I decided to use python/flask, which was a technology I'm familiar with, and mongodb, one that I haven't used before. Better approach for timeseries data like logs, with little need for relationships (in scope or out of scope). I used flask as both the backend for connecting and ingesting the logs, and serving the logs to the end consumer. In retrospect, separating ingestion and services may have made more sense, with flask specifically; its not multithreaded without significantly more work, which can slow down the ingestion process and make the async process a bit more finicky.
Start the log server by running:
docker run -p 8080:8080 gcr.io/hiring-278615/loggerator
Additionally, you can provide the following flags when running the log server:
- count - Default: 800000, the amount of logs to be sent over the connection
- port - Default: 8080, the port used by TCP server to send HTTPD logs
- seed - Default: 1, the seed used to coerce log output deterministically
Confirm its been added to the bridge network: `docker network inspect bridge`
`... "Containers": { "07438906aac61339c45b37986ea68a5c42adabf8e8a995f5e6c02bfcd9ff9b4a": { "Name": "hopeful_engelbart", "EndpointID": "4e653200a67ab063e9f4c3960c60f214cbf6a11edf00377b20175255361852a8", "MacAddress": "02:42:ac:11:00:02", "IPv4Address": "172.17.0.2/16", "IPv6Address": "" }, }, ...`
Take note of the IPv4Address of the log server. In the example above, it would be:
172.17.0.2
Update the LOGGER_HOST value in app/config.py to the log server IP address. Note that this can be specified on ingestion call, but better to set here.

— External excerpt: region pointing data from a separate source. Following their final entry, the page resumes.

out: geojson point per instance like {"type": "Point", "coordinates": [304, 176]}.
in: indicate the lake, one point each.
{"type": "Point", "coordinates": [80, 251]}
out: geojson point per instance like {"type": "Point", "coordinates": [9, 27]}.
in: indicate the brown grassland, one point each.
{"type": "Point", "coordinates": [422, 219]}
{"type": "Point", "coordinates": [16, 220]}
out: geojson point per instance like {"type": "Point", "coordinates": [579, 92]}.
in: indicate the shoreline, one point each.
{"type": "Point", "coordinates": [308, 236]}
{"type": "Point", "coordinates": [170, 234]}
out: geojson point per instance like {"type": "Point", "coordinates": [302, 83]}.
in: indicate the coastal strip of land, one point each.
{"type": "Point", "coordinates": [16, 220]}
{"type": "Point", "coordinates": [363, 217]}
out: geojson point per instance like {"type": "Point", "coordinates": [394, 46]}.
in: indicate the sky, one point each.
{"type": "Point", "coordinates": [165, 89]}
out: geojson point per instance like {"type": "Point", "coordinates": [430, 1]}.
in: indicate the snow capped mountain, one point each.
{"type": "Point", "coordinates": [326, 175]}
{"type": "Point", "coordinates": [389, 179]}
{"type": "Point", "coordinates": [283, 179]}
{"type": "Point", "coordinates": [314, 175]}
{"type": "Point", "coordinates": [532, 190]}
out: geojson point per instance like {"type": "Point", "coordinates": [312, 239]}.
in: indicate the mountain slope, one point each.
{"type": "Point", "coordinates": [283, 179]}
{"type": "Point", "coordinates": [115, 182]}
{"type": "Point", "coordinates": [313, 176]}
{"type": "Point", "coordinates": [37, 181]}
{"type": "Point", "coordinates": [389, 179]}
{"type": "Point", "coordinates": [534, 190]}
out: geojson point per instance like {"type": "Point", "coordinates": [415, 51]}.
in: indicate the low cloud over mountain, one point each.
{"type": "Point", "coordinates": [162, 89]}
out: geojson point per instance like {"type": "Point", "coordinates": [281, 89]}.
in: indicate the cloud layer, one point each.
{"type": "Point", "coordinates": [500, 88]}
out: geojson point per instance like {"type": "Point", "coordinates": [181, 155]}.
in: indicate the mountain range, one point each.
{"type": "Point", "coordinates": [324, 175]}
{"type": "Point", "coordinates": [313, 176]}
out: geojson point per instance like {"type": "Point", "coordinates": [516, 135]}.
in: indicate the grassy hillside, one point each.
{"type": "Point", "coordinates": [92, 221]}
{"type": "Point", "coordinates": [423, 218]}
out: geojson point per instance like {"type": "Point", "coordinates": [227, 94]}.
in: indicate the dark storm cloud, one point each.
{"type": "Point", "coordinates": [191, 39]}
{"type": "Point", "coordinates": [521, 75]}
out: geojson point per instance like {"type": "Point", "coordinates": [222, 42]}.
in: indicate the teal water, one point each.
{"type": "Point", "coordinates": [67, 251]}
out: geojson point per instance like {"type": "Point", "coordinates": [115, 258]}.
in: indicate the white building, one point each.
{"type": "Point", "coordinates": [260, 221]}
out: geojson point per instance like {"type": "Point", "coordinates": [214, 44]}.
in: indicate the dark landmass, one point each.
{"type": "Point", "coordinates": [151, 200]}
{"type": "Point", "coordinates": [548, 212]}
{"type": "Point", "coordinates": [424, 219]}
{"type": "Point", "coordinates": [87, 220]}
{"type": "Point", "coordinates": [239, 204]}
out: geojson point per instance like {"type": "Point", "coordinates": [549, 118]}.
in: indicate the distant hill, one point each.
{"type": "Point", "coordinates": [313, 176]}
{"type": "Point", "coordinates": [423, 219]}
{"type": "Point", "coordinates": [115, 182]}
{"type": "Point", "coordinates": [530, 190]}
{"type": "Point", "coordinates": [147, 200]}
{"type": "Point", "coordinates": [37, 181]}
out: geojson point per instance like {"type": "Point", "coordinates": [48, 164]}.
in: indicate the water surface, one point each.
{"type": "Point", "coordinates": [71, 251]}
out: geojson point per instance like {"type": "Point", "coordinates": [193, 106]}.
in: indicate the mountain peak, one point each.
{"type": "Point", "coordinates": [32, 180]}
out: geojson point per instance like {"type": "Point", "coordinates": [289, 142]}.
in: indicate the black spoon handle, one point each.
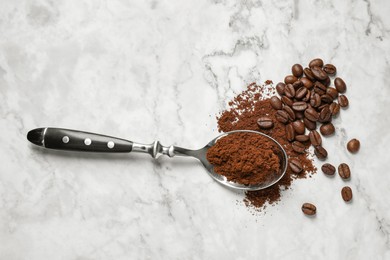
{"type": "Point", "coordinates": [74, 140]}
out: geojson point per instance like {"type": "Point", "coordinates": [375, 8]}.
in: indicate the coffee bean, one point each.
{"type": "Point", "coordinates": [282, 116]}
{"type": "Point", "coordinates": [299, 106]}
{"type": "Point", "coordinates": [301, 93]}
{"type": "Point", "coordinates": [316, 63]}
{"type": "Point", "coordinates": [298, 147]}
{"type": "Point", "coordinates": [343, 101]}
{"type": "Point", "coordinates": [325, 115]}
{"type": "Point", "coordinates": [318, 73]}
{"type": "Point", "coordinates": [297, 70]}
{"type": "Point", "coordinates": [287, 101]}
{"type": "Point", "coordinates": [280, 88]}
{"type": "Point", "coordinates": [290, 133]}
{"type": "Point", "coordinates": [290, 112]}
{"type": "Point", "coordinates": [310, 124]}
{"type": "Point", "coordinates": [334, 108]}
{"type": "Point", "coordinates": [311, 114]}
{"type": "Point", "coordinates": [340, 85]}
{"type": "Point", "coordinates": [302, 138]}
{"type": "Point", "coordinates": [315, 100]}
{"type": "Point", "coordinates": [315, 138]}
{"type": "Point", "coordinates": [327, 129]}
{"type": "Point", "coordinates": [265, 122]}
{"type": "Point", "coordinates": [332, 92]}
{"type": "Point", "coordinates": [289, 91]}
{"type": "Point", "coordinates": [330, 69]}
{"type": "Point", "coordinates": [328, 169]}
{"type": "Point", "coordinates": [276, 103]}
{"type": "Point", "coordinates": [309, 74]}
{"type": "Point", "coordinates": [353, 145]}
{"type": "Point", "coordinates": [299, 127]}
{"type": "Point", "coordinates": [307, 83]}
{"type": "Point", "coordinates": [320, 152]}
{"type": "Point", "coordinates": [346, 193]}
{"type": "Point", "coordinates": [344, 171]}
{"type": "Point", "coordinates": [295, 165]}
{"type": "Point", "coordinates": [290, 79]}
{"type": "Point", "coordinates": [309, 209]}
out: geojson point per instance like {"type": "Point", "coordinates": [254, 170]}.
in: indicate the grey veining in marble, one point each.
{"type": "Point", "coordinates": [162, 70]}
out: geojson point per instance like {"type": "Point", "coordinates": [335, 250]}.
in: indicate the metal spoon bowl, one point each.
{"type": "Point", "coordinates": [74, 140]}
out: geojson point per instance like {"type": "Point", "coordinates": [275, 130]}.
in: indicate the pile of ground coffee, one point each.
{"type": "Point", "coordinates": [245, 158]}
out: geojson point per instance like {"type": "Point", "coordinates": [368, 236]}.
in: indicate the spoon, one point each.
{"type": "Point", "coordinates": [74, 140]}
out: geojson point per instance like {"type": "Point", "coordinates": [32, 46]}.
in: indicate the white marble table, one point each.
{"type": "Point", "coordinates": [160, 70]}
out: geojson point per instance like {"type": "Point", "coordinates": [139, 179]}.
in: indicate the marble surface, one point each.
{"type": "Point", "coordinates": [162, 70]}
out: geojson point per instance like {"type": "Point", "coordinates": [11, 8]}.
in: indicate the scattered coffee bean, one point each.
{"type": "Point", "coordinates": [344, 171]}
{"type": "Point", "coordinates": [265, 122]}
{"type": "Point", "coordinates": [328, 169]}
{"type": "Point", "coordinates": [297, 70]}
{"type": "Point", "coordinates": [295, 165]}
{"type": "Point", "coordinates": [276, 103]}
{"type": "Point", "coordinates": [320, 152]}
{"type": "Point", "coordinates": [309, 209]}
{"type": "Point", "coordinates": [346, 193]}
{"type": "Point", "coordinates": [327, 129]}
{"type": "Point", "coordinates": [343, 101]}
{"type": "Point", "coordinates": [315, 138]}
{"type": "Point", "coordinates": [340, 85]}
{"type": "Point", "coordinates": [290, 79]}
{"type": "Point", "coordinates": [316, 63]}
{"type": "Point", "coordinates": [353, 145]}
{"type": "Point", "coordinates": [330, 69]}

Update batch size and timeout depending on performance concerns
Update the app/config and docker-compose file to adjust for username/passwords. Default config will work but is not secure
Create the images and start the containers by running:
docker-compose up --build
All three containers should be connected to the bridge network. To confirm:
docker network inspect bridge
... "Containers": { "07438906aac61339c45b37986ea68a5c42adabf8e8a995f5e6c02bfcd9ff9b4a": { "Name": "hopeful_engelbart", "EndpointID": "4e653200a67ab063e9f4c3960c60f214cbf6a11edf00377b20175255361852a8", "MacAddress": "02:42:ac:11:00:02", "IPv4Address": "172.17.0.2/16", "IPv6Address": "" }, "923d330549de31901a1086e45c2169d8ffe17d772163e83d89dacf0b183b3ab0": { "Name": "log_explorer", "EndpointID": "72abef3f56ba724d111cad785ccf9b6cbc54e6b3af6973af3e78b3082a3ed945", "MacAddress": "02:42:ac:11:00:04", "IPv4Address": "172.17.0.4/16", "IPv6Address": "" }, "ff9ba85b1cd1c87867c465538d18848c7fde573b132447afa1596591aceeb83c": { "Name": "loggerator-db-1", "EndpointID": "f36a93cb41f381aad24189c931b71a61523f0afe73ca0c4449576d8b8959e0fd", "MacAddress": "02:42:ac:11:00:03", "IPv4Address": "172.17.0.3/16", "IPv6Address": "" } }, ...
Trigger Ingestion:
curl -X POST -d '{"host":"172.17.0.2", "port":8080, "timeout":1}' http://127.0.0.1:8000/logs --header "Content-Type:application/json"
Response:
{"host":"172.17.0.2","message":"Log ingestion completed at 2023-04-28 20:52:39.000278","port":8080,"timeout":1}
Note: params are optional if config has been adjusted appropriately.
View Logs:
curl -s -X GET 'http://127.0.0.1:8000/logs?limit=5'
Response:
{"count":5,"logs":["249.87.118.62 - marilyntorres [21/Jul/2000 11:47:23 +0000] \"GET /photos/121 HTTP/1.0\" 500 441","165.76.41.247 - markbutler [07/Jul/2000 03:48:05 +0000] \"PUT /photos/18 HTTP/1.0\" 403 390","149.37.226.15 - delectus_laudantium [04/Jul/2000 10:40:18 +0000] \"PUT /posts/22 HTTP/1.0\" 500 217","149.37.226.15 - delectus_laudantium [04/Jul/2000 10:20:22 +0000] \"GET /photos/35 HTTP/1.0\" 403 499","249.87.118.62 - marilyntorres [03/Jul/2000 09:37:39 +0000] \"POST /likes/188 HTTP/1.0\" 200 107"],"next":"/logs?page=2&limit=5"}
Protected params:
limit = Num records to return
page = Page to view in result set
Filters:
ip_address
user
datetime
method
requested_resource
protocol
code
bytes_sent
Any number and combination of filter parameters are available. Exact matches only.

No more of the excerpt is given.